A la vue de Mirror Mask, on pouvait se demander ce qu'il y avait de si bien à voir travailler McKean et Gaiman ensemble. Je dois dire que je l'attendais ce film, imaginez donc ce que pouvait donner l'alliance de deux prodiges ! Et pourtant... Si l'univers visuel de McKean tient du génie et si le scénario de Gaiman proposait quelques bonnes choses, Mirror Mask n'a pas eu sur moi l'effet escompté... Pourtant, les deux hommes ont débuté ensemble dans l'univers du Comic. Et de quelle façon ! Car ce Violent Cases, première véritable collaboration entre les deux hommes, est absolument génial, que dis-je fabuleux ! Il y a plusieurs façons de lire ce comic, ou plutôt ce roman illustré, ce délire graphique, ce chef-d'oeuvre du verbe.
Dès la couverture, peinture de McKean, on a compris. Sous ce faux Bacon se cache une réalité insaisissable, un univers fait de distorsions, de souvenirs, que jamais le narrateur n'arrive à véritablement fixer, où tout se mélange et où tout fuit. En parcourant les pages de ce petit bijou, on est frappé par les formats des cases, les matières utilisées, fausses photos, peintures, crayonnés, dessins primitifs etc...Un véritable déluge de beauté et d'originalité.

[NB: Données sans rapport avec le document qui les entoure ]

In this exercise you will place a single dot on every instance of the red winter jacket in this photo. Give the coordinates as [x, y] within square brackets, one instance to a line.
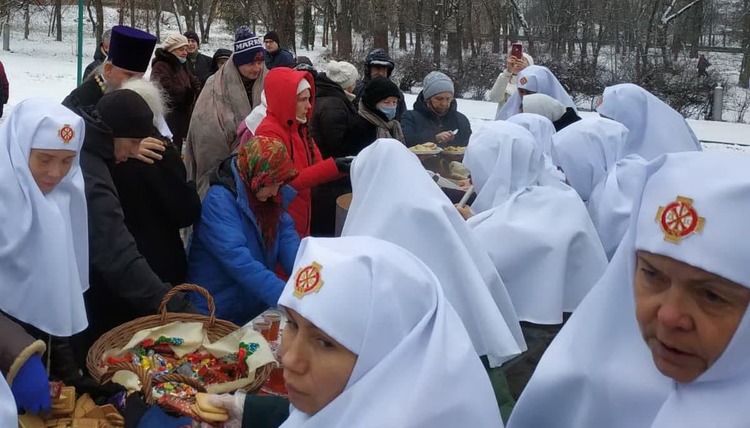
[281, 123]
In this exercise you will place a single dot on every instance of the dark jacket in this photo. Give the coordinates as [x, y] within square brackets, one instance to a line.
[338, 131]
[570, 117]
[157, 202]
[400, 109]
[281, 58]
[87, 94]
[99, 58]
[122, 286]
[228, 255]
[421, 124]
[182, 90]
[199, 66]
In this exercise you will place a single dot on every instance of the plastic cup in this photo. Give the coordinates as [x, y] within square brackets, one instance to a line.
[273, 317]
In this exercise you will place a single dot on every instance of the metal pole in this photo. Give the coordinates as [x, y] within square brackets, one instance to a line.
[718, 103]
[79, 75]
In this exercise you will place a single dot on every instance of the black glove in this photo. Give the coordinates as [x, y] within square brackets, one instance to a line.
[344, 165]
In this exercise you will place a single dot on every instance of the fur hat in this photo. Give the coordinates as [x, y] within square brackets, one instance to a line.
[126, 113]
[247, 47]
[174, 41]
[435, 83]
[342, 73]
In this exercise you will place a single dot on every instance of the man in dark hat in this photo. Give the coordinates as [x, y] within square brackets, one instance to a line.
[379, 63]
[198, 64]
[129, 53]
[276, 56]
[122, 285]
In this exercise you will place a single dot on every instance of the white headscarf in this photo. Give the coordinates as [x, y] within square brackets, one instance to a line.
[544, 105]
[498, 168]
[655, 128]
[611, 201]
[394, 199]
[540, 237]
[416, 367]
[543, 130]
[43, 238]
[598, 371]
[586, 150]
[8, 412]
[539, 80]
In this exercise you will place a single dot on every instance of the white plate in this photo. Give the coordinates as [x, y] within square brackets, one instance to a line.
[427, 152]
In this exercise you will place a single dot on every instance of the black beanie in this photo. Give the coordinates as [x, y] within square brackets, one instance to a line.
[377, 90]
[126, 113]
[190, 34]
[273, 36]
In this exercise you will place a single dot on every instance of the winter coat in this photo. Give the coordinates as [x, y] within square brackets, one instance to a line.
[400, 109]
[122, 285]
[421, 124]
[221, 106]
[181, 87]
[338, 131]
[157, 202]
[281, 123]
[87, 94]
[570, 117]
[16, 346]
[99, 58]
[199, 65]
[281, 58]
[228, 255]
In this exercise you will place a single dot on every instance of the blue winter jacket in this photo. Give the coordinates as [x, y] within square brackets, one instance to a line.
[227, 254]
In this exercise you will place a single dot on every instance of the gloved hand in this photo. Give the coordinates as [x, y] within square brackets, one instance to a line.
[234, 406]
[31, 387]
[344, 165]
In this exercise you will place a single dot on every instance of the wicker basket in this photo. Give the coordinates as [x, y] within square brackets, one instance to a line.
[120, 336]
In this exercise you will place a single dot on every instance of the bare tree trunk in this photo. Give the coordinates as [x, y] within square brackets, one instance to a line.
[58, 20]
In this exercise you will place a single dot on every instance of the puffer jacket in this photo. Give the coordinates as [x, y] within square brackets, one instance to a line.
[227, 253]
[281, 123]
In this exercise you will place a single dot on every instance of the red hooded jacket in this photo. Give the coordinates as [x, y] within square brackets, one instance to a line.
[281, 123]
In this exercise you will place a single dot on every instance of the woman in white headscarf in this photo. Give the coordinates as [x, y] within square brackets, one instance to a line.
[662, 340]
[394, 199]
[535, 80]
[587, 152]
[535, 228]
[43, 241]
[655, 128]
[543, 131]
[371, 341]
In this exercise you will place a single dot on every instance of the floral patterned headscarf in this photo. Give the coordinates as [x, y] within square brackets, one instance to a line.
[261, 162]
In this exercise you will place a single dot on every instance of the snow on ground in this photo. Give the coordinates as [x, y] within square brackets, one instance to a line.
[41, 66]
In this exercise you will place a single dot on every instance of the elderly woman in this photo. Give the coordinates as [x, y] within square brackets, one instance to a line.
[244, 231]
[169, 69]
[43, 244]
[663, 338]
[370, 341]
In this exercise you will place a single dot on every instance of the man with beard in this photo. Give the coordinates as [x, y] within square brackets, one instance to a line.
[129, 53]
[225, 101]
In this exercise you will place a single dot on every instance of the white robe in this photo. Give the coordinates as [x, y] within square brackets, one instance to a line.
[416, 367]
[598, 372]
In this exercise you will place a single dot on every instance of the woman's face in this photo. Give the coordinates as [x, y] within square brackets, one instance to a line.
[303, 104]
[49, 167]
[316, 367]
[266, 192]
[687, 316]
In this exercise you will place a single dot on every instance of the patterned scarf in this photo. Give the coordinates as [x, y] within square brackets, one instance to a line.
[264, 161]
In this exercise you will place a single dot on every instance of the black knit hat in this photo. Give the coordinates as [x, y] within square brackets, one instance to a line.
[273, 36]
[126, 113]
[192, 35]
[377, 90]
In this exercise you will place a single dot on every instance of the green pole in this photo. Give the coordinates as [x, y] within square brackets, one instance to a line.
[80, 42]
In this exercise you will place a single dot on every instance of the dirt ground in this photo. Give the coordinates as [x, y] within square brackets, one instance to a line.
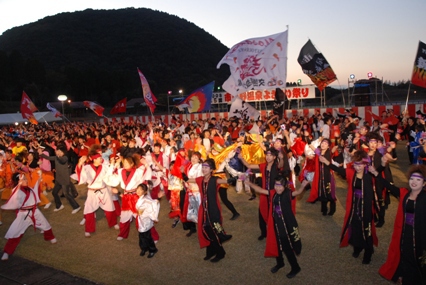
[105, 260]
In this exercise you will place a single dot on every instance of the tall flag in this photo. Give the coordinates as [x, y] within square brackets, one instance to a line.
[258, 63]
[199, 100]
[98, 109]
[315, 66]
[280, 103]
[120, 107]
[242, 109]
[53, 110]
[419, 71]
[27, 109]
[147, 94]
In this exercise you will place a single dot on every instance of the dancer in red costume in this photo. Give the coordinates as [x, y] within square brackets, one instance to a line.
[24, 199]
[128, 177]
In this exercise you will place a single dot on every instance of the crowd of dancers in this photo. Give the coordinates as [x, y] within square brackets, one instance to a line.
[128, 167]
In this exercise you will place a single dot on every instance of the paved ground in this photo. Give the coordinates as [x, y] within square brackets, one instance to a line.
[19, 270]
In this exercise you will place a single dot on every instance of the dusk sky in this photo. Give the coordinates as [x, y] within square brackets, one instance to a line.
[356, 37]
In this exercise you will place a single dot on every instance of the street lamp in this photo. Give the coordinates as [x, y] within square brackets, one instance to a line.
[62, 98]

Violent Cases commence sur un personnage, Gaiman lui-même. Un Gaiman qui se souvient d'un épisode de son enfance, d'un homme qui a connu Al Capone. Au détour des pages on trouve alors des références aux grands mythes du film noir, on retrouve une ambiance étrange où perle la mélancolie, la tristesse, des images sur lesquelles viennent se greffer une voix monocorde, celle de l'auteur. Beau à pleurer, triste à pleurer.
Drôlement original ce livre qui n'a pas véritablement d'histoire mais qui nous plonge dans d'étranges sentiments, dans un état bizarre...A la limite du surréalisme. Très court, trop court, Violent Cases se lit, se regarde et peut-être même s'écoute.

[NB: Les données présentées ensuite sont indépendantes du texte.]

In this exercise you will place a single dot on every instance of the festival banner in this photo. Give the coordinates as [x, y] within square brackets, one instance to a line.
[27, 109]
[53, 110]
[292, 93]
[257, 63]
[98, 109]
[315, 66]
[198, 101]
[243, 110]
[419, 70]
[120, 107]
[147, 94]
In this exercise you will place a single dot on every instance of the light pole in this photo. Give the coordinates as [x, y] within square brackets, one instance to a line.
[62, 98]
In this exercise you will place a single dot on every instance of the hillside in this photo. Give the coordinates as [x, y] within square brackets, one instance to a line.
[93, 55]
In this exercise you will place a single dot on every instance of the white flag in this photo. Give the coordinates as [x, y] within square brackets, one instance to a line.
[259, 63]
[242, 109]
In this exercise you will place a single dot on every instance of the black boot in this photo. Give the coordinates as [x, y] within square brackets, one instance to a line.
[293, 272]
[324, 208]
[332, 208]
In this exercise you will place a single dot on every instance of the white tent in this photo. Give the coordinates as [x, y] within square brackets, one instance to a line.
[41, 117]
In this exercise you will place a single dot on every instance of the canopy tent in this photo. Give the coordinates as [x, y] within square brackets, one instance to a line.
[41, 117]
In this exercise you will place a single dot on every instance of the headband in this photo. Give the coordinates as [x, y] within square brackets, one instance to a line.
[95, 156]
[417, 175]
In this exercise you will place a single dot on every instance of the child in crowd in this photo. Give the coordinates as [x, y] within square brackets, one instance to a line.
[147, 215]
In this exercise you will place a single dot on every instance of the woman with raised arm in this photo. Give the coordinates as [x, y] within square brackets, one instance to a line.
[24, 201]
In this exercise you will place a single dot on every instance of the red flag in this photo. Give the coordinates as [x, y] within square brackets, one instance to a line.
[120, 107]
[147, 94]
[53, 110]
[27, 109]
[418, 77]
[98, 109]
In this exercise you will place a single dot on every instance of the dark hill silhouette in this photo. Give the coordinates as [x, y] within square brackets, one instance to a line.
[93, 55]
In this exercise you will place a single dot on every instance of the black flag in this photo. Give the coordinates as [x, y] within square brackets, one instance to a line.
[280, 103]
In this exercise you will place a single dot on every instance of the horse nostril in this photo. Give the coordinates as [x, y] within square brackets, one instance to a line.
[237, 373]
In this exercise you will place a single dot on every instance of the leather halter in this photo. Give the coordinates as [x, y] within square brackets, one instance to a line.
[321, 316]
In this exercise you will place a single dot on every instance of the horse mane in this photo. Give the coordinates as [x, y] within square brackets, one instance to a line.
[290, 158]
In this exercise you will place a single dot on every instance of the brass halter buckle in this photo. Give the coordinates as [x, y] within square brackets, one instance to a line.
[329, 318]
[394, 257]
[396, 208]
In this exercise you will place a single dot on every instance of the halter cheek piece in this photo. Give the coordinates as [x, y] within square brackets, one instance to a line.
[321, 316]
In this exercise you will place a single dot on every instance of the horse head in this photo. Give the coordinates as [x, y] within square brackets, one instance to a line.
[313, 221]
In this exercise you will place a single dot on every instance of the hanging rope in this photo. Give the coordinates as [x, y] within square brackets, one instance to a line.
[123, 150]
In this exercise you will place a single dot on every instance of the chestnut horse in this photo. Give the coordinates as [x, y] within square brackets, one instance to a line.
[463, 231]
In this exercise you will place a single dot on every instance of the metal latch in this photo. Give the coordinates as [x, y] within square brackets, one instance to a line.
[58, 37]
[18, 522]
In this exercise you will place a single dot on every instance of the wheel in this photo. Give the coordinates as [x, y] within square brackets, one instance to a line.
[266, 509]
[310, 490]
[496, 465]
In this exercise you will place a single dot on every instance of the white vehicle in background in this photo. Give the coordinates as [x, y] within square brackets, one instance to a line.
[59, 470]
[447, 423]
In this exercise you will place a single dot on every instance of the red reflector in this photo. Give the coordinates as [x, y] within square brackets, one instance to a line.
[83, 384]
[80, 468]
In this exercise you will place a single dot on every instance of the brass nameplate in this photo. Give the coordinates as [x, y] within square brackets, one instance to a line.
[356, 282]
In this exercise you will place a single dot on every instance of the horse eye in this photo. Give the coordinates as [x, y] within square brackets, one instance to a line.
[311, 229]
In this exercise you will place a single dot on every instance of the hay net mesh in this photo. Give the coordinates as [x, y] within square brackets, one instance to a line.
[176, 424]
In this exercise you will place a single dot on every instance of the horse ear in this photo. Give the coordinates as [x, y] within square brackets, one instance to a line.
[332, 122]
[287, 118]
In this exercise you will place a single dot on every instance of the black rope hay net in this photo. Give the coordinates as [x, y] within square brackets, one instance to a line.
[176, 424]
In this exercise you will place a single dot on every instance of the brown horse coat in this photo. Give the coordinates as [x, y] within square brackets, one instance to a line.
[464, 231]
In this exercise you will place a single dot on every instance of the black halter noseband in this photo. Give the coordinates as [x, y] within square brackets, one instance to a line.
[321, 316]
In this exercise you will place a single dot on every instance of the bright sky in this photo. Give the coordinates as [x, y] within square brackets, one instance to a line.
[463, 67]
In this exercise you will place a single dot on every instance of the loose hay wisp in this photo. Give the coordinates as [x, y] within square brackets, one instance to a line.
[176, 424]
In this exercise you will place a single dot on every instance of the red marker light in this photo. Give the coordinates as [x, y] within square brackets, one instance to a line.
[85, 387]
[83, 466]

Etrangement, on retrouve dans ce comic des délires graphiques, des cadrages pareils à ceux de Sandman, preuve que Gaiman scénariste ne se contente pas d'écrire une situation et quelques dialogues, non, il cherche, il agence et il invente, allant là où personne d'autre n'est allé avant lui.
Voilà un livre beau tout simplement, l'histoire d'un homme qui se souvient de son enfance, de son père qui est un géant pas toujours sympa, d'un magicien qui l'effraie et qui rêve d'Al Capone et de cinéma. C'est l'histoire d'un homme qui a attrapé une drôle de maladie, la nostalgie, l'histoire d'un homme qui se rend compte combien tout ce qui était beau n'a pas fichu le camp mais est resté derrière lui, là bas, dans son enfance pas forcement la plus belle mais qui fut la sienne. Peut-être est-ce pour cela que Gaiman est devenu l'un des plus grands conteurs de notre époque et Mc Kean le plus grand illusionniste qui soit à mon avis.
Violent Cases est court, trop court mais c'est plus qu'un chef-d'oeuvre, c'est une oeuvre et jamais Gaiman n'a été aussi proche de nous. Ecoutez-le murmurer à votre oreille. Fermez les yeux...
Note : 10/10
Le Cimmerien
A propos de ce roman graphique :
- Violent cases a été édité en France par Zenda en 1992 puis par Au Diable Vauvert en 2006.